6. En se déterminant ainsi, sans rechercher si l’avis favorable du médecin-conseil à la prise en charge de cette pathologie était fondé sur un élément médical extrinsèque, alors qu’elle constatait que le libellé de la maladie mentionnée au certificat médical initial était différent de celui figurant au tableau n° 57 B, la cour d’appel a privé sa décision de base légale.
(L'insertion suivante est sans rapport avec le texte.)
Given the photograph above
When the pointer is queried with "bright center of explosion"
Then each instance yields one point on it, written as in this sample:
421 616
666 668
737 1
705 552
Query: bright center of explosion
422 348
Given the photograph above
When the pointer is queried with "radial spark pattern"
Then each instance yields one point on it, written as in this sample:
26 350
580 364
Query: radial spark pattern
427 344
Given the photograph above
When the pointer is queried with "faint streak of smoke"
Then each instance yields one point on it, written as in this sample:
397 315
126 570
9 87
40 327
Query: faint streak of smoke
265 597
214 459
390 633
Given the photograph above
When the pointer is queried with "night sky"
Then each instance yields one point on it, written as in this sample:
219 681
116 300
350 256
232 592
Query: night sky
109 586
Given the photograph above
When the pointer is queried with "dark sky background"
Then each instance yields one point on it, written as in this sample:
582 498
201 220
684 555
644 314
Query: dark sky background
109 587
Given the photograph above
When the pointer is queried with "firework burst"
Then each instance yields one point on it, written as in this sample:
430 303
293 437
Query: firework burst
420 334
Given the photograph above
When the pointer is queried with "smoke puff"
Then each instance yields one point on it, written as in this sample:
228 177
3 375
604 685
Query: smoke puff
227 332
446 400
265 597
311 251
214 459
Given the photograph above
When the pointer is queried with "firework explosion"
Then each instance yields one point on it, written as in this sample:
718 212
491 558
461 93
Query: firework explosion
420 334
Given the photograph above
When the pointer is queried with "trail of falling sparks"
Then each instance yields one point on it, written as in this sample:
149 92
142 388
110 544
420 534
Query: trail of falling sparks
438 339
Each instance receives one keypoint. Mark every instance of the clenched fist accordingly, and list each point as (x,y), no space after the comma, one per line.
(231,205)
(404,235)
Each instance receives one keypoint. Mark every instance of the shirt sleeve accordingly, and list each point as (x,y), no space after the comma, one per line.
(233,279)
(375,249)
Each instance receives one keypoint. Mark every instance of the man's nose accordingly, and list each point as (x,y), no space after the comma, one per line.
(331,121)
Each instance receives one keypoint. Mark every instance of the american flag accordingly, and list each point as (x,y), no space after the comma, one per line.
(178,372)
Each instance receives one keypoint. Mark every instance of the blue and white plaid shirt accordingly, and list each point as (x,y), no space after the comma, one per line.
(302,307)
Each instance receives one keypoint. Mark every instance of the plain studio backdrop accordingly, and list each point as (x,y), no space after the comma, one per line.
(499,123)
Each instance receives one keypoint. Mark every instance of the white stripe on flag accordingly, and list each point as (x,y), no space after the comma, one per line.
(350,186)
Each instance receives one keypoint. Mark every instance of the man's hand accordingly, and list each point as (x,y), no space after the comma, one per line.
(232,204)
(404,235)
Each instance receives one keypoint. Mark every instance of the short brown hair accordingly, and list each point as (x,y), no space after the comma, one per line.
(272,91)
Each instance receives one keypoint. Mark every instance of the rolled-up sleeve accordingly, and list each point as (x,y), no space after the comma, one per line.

PAR CES MOTIFS, et sans qu’il y ait lieu de statuer sur l’autre grief du pourvoi, la Cour :
CASSE ET ANNULE, en toutes ses dispositions, l’arrêt rendu le 16 novembre 2023, entre les parties, par la cour d’appel de Versailles ;
Remet l’affaire et les parties dans l’état où elles se trouvaient avant cet arrêt et les renvoie devant la cour d’appel de Versailles, autrement composée ;
Condamne la caisse primaire d’assurance maladie du Vaucluse aux dépens ;
En application de l’article 700 du code de procédure civile, rejette la demande formée par la caisse primaire d’assurance maladie du Vaucluse et la condamne à payer à la société [4] la somme de 3 000 euros ;
Dit que sur les diligences du procureur général près la Cour de cassation, le présent arrêt sera transmis pour être transcrit en marge ou à la suite de l’arrêt cassé ;
Ainsi fait et jugé par la Cour de cassation, deuxième chambre civile, et prononcé publiquement le treize novembre deux mille vingt-cinq par mise à disposition de l’arrêt au greffe de la Cour, les parties ayant été préalablement avisées dans les conditions prévues au deuxième alinéa de l’article 450 du code de procédure civile.